For Revolution Analytics, many of its largest customers in finance and retail began asking for the ability to use analytics programming language R with Hadoop. Fortunately for the company, one developer had been building this exact piece of software for over a year. RHIPE is that project, and at Hadoop World in New York, Revolution Analytics was on hand to state that they hired the man behind RHIPE.

Saptarshi Guha is now a consultant at Revolution Analytics, and he said that the RHIPE project is already quite usable, though it is only at version 0.63.

“I actually started developing RHIPE in the last few years of my Ph.D.,” he said. “A lot of my colleagues had data sets that were getting increasingly bigger. They were hard-pressed to compute with this data across the cluster. I saw Hadoop and I saw R, which all data managers need to use, and the two were disjointed.”
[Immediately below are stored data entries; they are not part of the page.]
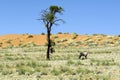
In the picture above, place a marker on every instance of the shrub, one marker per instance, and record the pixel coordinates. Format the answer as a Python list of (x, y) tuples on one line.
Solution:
[(74, 35)]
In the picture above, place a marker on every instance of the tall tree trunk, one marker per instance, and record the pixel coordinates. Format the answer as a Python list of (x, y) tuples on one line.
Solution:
[(49, 45)]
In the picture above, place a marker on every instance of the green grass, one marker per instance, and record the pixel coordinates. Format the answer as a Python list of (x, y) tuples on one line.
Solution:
[(29, 63)]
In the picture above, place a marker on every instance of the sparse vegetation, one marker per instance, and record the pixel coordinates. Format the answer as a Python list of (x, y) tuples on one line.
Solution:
[(30, 63)]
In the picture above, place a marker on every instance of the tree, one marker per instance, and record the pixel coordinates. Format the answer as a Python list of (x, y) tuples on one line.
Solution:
[(48, 17)]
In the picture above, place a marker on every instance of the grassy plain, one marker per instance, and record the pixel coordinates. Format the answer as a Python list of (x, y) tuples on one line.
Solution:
[(29, 63)]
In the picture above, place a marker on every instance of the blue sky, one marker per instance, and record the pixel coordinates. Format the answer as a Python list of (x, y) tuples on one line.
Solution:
[(81, 16)]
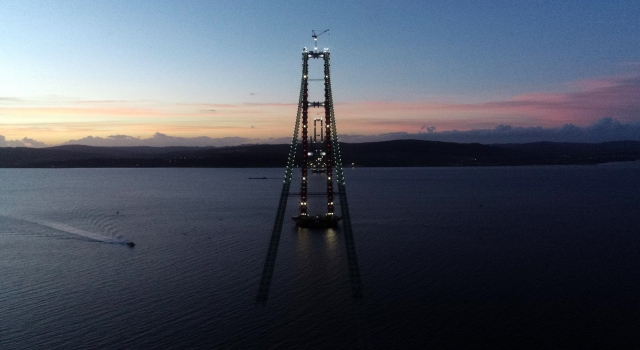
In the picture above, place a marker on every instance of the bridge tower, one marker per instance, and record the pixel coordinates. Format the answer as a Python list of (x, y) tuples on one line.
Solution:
[(323, 157)]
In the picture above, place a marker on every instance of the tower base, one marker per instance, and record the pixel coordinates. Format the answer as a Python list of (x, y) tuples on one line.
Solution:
[(317, 221)]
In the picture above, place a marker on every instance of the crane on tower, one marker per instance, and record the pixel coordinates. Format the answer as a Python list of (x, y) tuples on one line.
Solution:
[(315, 39)]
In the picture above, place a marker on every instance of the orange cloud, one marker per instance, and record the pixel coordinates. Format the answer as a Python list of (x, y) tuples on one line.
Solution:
[(58, 121)]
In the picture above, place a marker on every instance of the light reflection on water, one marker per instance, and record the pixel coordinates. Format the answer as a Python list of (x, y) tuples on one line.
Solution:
[(450, 257)]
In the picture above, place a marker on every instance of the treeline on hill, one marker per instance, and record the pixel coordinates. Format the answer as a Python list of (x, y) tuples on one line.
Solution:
[(399, 153)]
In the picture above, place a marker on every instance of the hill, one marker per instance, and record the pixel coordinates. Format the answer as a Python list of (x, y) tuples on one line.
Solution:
[(398, 153)]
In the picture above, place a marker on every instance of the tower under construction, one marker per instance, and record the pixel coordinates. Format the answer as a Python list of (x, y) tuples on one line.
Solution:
[(320, 153)]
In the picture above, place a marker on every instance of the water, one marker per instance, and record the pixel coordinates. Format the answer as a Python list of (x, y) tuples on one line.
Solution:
[(520, 257)]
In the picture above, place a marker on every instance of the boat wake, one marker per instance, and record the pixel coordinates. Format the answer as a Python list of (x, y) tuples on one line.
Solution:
[(68, 229)]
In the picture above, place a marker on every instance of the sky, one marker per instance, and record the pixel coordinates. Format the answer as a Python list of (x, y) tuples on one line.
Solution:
[(228, 72)]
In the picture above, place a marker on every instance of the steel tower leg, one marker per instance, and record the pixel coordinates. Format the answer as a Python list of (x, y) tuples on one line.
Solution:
[(305, 135), (352, 259), (328, 103)]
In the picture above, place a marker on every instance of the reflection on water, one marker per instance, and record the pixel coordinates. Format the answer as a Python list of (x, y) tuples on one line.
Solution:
[(523, 257)]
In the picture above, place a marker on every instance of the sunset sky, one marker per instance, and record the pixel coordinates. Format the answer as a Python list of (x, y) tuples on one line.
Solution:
[(228, 72)]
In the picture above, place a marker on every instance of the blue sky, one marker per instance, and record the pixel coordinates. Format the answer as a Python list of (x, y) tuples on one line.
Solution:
[(220, 69)]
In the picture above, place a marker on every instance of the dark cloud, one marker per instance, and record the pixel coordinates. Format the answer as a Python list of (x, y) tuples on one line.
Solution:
[(157, 140), (25, 142), (603, 130)]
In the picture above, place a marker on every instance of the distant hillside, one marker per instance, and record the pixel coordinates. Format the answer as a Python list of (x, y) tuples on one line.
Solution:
[(399, 153)]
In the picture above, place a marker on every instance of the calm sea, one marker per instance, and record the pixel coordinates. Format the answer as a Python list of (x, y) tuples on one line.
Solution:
[(497, 257)]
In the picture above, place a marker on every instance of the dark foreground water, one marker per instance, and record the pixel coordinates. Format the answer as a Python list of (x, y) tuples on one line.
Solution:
[(521, 257)]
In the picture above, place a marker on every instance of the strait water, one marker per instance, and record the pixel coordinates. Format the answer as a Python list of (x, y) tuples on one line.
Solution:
[(499, 257)]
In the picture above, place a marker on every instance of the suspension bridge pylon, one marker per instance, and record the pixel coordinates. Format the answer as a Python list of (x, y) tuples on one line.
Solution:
[(321, 157)]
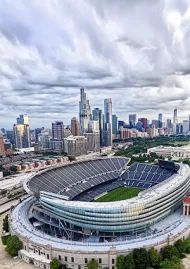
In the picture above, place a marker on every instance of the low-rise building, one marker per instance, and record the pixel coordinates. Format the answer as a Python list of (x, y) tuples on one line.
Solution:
[(75, 145), (173, 152)]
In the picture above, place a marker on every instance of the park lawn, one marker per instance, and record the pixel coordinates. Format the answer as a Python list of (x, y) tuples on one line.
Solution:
[(180, 143), (122, 193)]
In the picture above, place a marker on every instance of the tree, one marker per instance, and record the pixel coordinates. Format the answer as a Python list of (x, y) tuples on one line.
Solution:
[(120, 262), (6, 224), (13, 245), (174, 263), (129, 262), (13, 168), (186, 245), (54, 264), (180, 246), (141, 260), (154, 258), (169, 251), (93, 264)]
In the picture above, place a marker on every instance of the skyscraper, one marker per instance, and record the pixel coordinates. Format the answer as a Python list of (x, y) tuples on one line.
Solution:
[(160, 120), (57, 141), (23, 119), (144, 123), (108, 122), (168, 124), (75, 127), (58, 130), (115, 125), (132, 119), (22, 135), (97, 115), (84, 110), (175, 116), (2, 148)]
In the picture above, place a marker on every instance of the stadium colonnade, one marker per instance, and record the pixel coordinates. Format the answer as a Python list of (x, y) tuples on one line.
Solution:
[(59, 220)]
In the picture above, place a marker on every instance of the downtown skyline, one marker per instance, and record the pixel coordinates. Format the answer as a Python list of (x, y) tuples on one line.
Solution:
[(129, 52)]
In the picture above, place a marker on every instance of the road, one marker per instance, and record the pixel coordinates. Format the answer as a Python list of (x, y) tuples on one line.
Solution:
[(7, 262)]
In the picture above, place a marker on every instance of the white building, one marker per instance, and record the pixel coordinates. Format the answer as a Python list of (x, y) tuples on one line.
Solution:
[(185, 126), (75, 145), (108, 122), (93, 141), (174, 152), (84, 110)]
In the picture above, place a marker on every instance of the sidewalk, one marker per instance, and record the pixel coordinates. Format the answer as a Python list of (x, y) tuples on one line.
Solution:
[(7, 262)]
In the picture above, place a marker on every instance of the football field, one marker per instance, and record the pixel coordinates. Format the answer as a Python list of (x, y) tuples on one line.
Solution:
[(122, 193)]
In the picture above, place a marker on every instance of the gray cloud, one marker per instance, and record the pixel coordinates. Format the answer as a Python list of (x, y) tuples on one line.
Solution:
[(136, 52)]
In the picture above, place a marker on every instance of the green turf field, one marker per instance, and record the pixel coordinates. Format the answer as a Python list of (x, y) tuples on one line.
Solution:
[(122, 193)]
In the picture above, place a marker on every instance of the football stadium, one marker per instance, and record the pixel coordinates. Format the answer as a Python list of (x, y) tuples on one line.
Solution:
[(99, 209)]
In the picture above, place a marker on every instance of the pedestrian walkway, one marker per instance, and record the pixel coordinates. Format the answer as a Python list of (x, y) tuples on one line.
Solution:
[(7, 262)]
Thus, he began working on RHIPE. Guha said that his first goal was to give R users access to the same functionality and capabilities that Java developers had in Hadoop. He said that this goal is now mostly met by the project, so he has made it available for free.

When asked why he felt that R was a good match with Hadoop, Guha said: “R has about 2,700 packages that bring every possible statistical algorithm and tool to the user. To apply algorithms to different subsets of data, there’s no other language choice but R. The idea is to push R to the computing back end, rather than send the data to R.”
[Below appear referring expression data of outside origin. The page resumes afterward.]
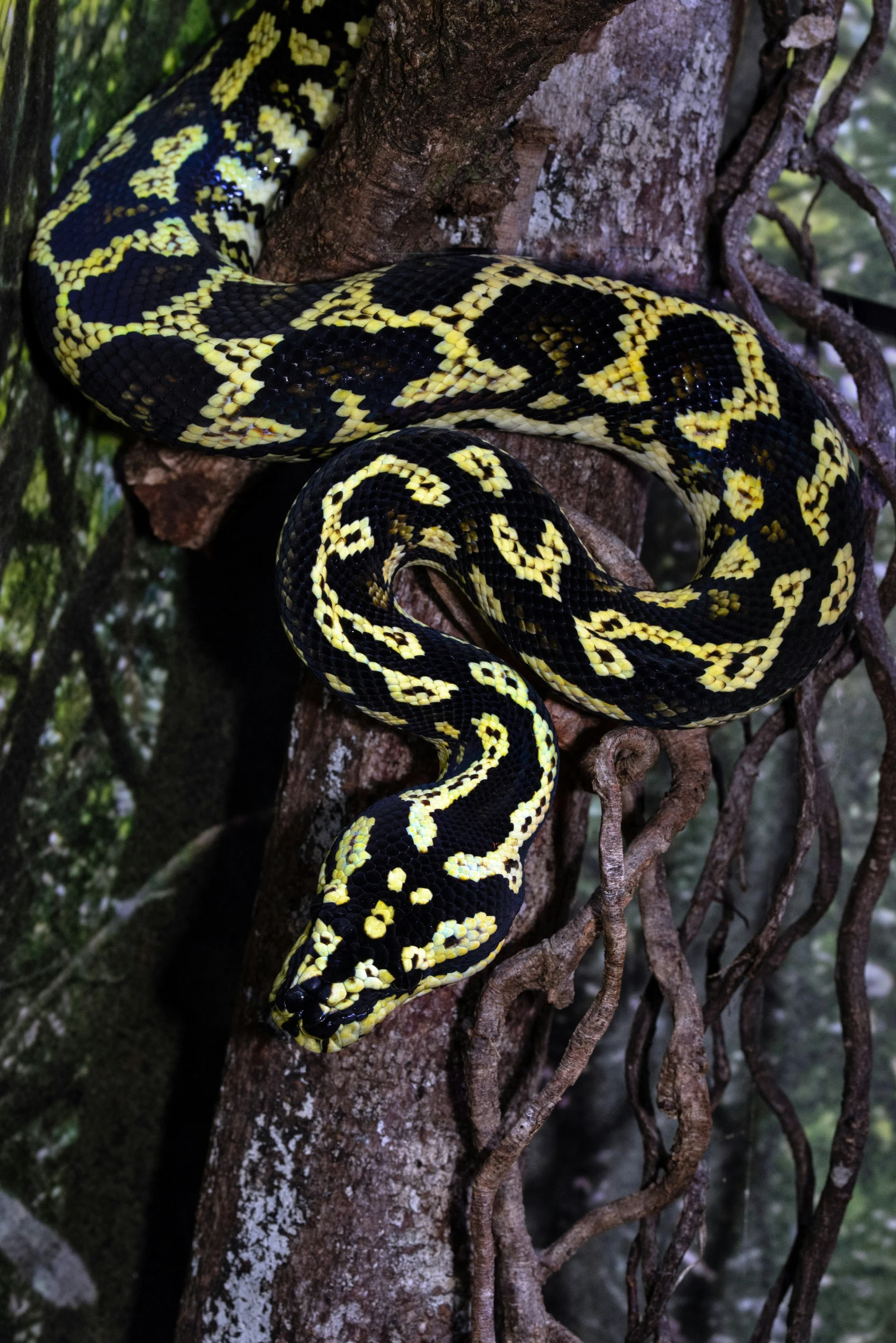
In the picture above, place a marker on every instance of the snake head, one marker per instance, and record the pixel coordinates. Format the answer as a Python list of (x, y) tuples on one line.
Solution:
[(387, 924)]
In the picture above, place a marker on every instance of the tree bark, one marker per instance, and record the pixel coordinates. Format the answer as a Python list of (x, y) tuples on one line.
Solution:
[(334, 1199)]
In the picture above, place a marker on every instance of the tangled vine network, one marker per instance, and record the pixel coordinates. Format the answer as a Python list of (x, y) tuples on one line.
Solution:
[(690, 1088)]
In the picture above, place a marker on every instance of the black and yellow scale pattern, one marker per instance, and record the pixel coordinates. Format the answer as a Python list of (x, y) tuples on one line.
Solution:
[(142, 290)]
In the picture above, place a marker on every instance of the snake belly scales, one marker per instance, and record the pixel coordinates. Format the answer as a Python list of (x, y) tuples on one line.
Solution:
[(142, 290)]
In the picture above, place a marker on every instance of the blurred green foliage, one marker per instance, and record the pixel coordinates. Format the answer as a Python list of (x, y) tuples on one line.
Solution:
[(94, 746)]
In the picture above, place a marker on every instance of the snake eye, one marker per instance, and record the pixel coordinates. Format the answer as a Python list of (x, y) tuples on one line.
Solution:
[(294, 999)]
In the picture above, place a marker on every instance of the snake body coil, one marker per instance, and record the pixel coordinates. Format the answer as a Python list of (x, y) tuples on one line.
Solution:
[(142, 292)]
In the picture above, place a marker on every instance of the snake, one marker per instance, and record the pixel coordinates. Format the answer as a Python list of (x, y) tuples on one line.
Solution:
[(142, 292)]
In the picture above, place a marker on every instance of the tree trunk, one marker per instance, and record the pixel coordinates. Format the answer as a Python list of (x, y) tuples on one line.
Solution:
[(334, 1198)]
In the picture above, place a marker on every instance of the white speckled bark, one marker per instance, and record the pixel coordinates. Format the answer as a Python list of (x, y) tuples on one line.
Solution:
[(334, 1197), (639, 124)]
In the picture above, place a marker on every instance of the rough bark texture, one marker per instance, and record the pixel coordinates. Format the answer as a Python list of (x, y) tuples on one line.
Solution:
[(334, 1195), (638, 133)]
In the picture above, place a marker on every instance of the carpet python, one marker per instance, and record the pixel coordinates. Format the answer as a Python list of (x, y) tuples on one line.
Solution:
[(142, 290)]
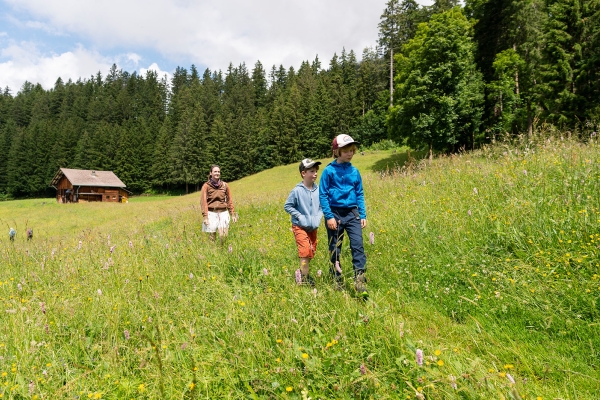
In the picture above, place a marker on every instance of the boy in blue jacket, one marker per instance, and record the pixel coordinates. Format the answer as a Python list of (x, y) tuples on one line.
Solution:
[(343, 202), (304, 207)]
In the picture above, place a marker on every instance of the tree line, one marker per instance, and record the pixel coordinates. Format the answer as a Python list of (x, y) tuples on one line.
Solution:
[(443, 77)]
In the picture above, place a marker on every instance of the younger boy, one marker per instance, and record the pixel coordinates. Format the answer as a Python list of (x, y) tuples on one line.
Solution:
[(304, 207), (343, 202)]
To that end, RHIPE takes the form of a single R package that must then be installed on each Hadoop node. Once it’s up and running, Guha said it will provide two types of workflows for developers.

The first allows developers to interact with the Hadoop data using R and a command line-like interface. This allows developers to manipulate the data in near real time, and he said this enables R developers to crank out data visualizations in minutes. The second workflow is similar to the traditional Hadoop workflow: Developers write jobs, upload them to the cluster, then return when the jobs are done.

Mike Minelli, VP of sales at Revolution Analytics, said that Hadoop will now be a focus for R. “[Guha] is now working with us closely. We hired him because Revolution Analytics will be working to basically marry up Hadoop and Scale R, which is a component that makes R scream as far as speed and the ability to handle large sets of data.

“The next generation is to marry those two components, so those computations happen fast in R in Hadoop.”